Today’s “Daily Journal” guest columnist is Donna Martinez, associate editor of Carolina Journal.

It’s no fun being in a spat with people you like and respect. But that’s the fix I’m in with some of my conservative friends who’ve taken on illegal immigration with a vengeance.

I support their resolve to reform this country’s — and this state’s — immigration-related laws. Problem is, since I believe the solution to this mammoth problem is a federal policy package that marries border security with a guest worker program, I’m often the target of raised eyebrows and an overused retort: “What part of ‘illegal’ don’t you understand?”
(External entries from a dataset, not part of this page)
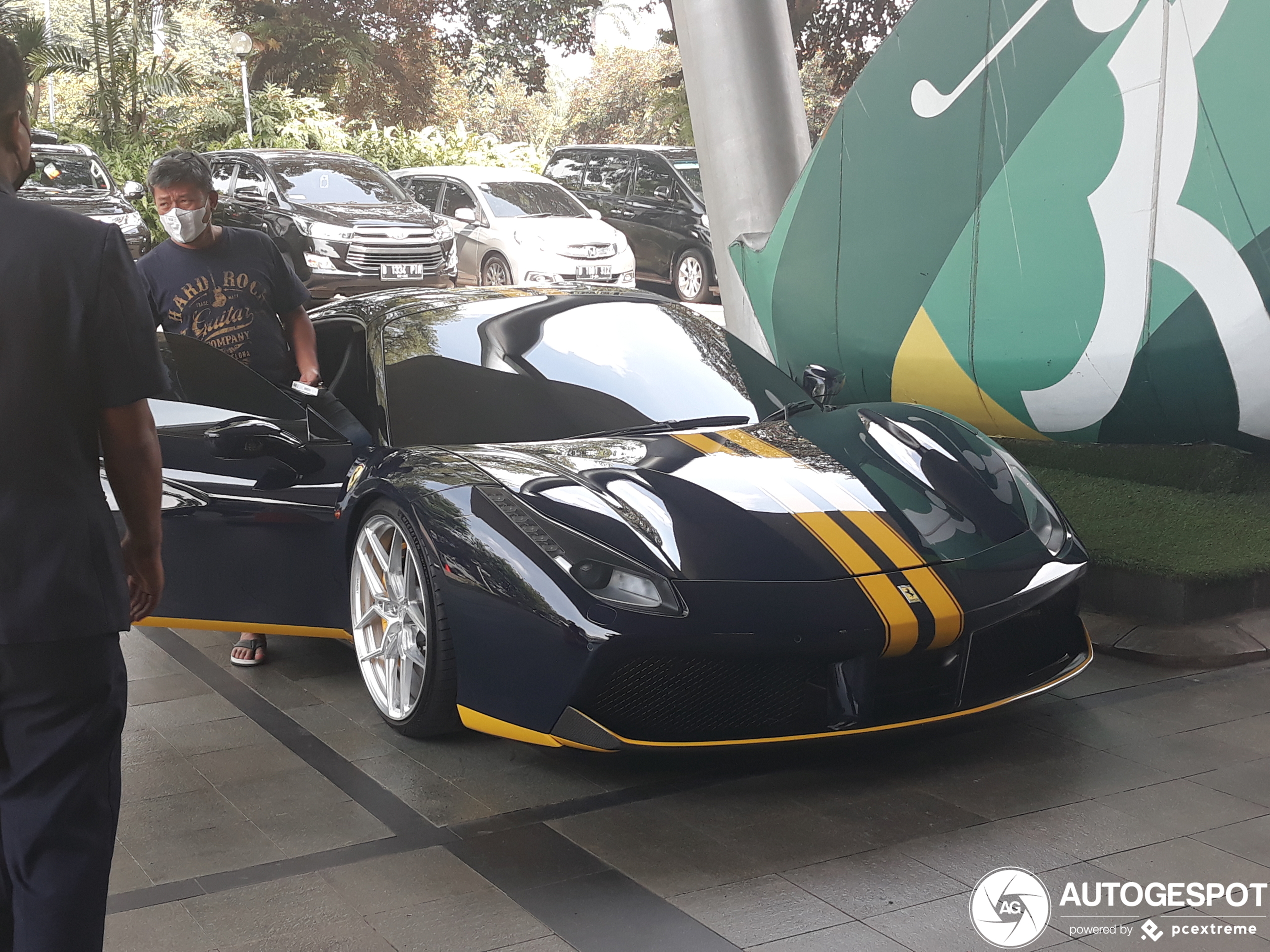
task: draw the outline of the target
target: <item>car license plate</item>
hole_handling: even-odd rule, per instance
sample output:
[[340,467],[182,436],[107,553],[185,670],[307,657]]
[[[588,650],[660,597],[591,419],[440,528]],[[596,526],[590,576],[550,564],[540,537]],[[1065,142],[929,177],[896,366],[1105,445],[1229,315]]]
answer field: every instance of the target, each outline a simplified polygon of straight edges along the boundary
[[380,279],[392,281],[403,278],[425,278],[423,273],[423,264],[420,261],[414,261],[410,264],[381,264],[380,265]]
Every part. Which is why the U.S. Congress had better get its act in gear and end the enticements to violate immigration law offered by a broken system. And it’s why my Build A Wall conservative friends should stop pining for a 2,000-mile barrier that will never be built and instead look for a bridge to bring them back to conservative principles and economic reality.

That’s right—mainstream conservatism does embrace comprehensive immigration reform. You can read the rationale in policy papers, congressional testimony, and editorials from the gold standards of conservative and libertarian thought: The Heritage Foundation, The Manhattan Institute, The Cato Institute, and the editorial page of The Wall Street Journal.

No conservative disputes the benefits of increased border security in this post-9/11 world. We must know who is entering the country, why, where to find them, and when they are scheduled to leave. It’s when the conversation turns to economics that the great divide appears. For me, this is a no-brainer. The benefits of full participation in the global marketplace are just as tangible and critical to our short- and long-term prosperity as are efforts to control the borders.

Inexplicably, my Build a Wall friends choose to ignore thoughtful, realistic economic policy positions from organizations they typically hold in high regard. They do so in favor of sound-bite size rhetoric that sounds as if it originated from protectionist labor unions.

It is true that the influx of low-skilled workers has some negative effect on wage rates of American citizens, particularly high school dropouts. There are myriad studies on the issue. A 2005 National Bureau of Economic Research working paper discussed by co-author George J. Borjas in an April 18 Wall Street Journal column puts the negative impact of the 1980-2000 immigrant influx on wages of native U.S. dropouts at 8 percent in the near term, and 5 percent over time.

That’s nothing to ignore. Regardless, the answer to helping a high school dropout improve his or her life isn’t to restrict competition for low-level work. The answer is to improve that person’s opportunities by building marketable, in-demand skills. This is at least one reason all levels of government spend billions each year on education and training programs. There are 58 community colleges in North Carolina that offer an abundance of courses in growing labor fields. The fundamental step—a GED—can be earned as well.

To my alarm, however, some conservatives have turned into protectionists who demand artificial barriers and “living wages” that would, in effect, trap the under-educated in back-breaking, often unpleasant jobs like slitting chickens in food processing plants, harvesting crops in the midday sun, cleaning up after motel guests, or clearing debris at construction sites.

We do our hard-working neighbors no favors by “protecting” their labor-intensive jobs. Protectionist policies on labor, like protectionist policies on products, are rooted in good but misguided intentions to shield Americans from a global marketplace that brings far more positive effects to most Americans than negative effects to a few.

Yet, the Build a Wall contingent pushes the argument further, insisting that Americans will flock to the fields and processing plants if wages climb as a result of walling off the supply of low-skilled competition. Perhaps some would, but not enough to fill our economy’s continual need. Agricultural and domestic service jobs are tough and dirty. How much one is paid doesn’t assuage a chronically aching back or blistered fingers.

At least one North Carolina industry leader is begging policy makers for help. In a December 16, 2005, letter to the editor of the Raleigh News & Observer, Laurel Spring’s Patricia Gaskin of the National Christmas Tree Association laid the economics bare. “If Congress acts to do enforcement without providing us a legal workforce, you will see whole industries fail. It would be economic suicide,” Gaskin wrote.

I only hope my Build a Wall friends haven’t decided that’s OK, too.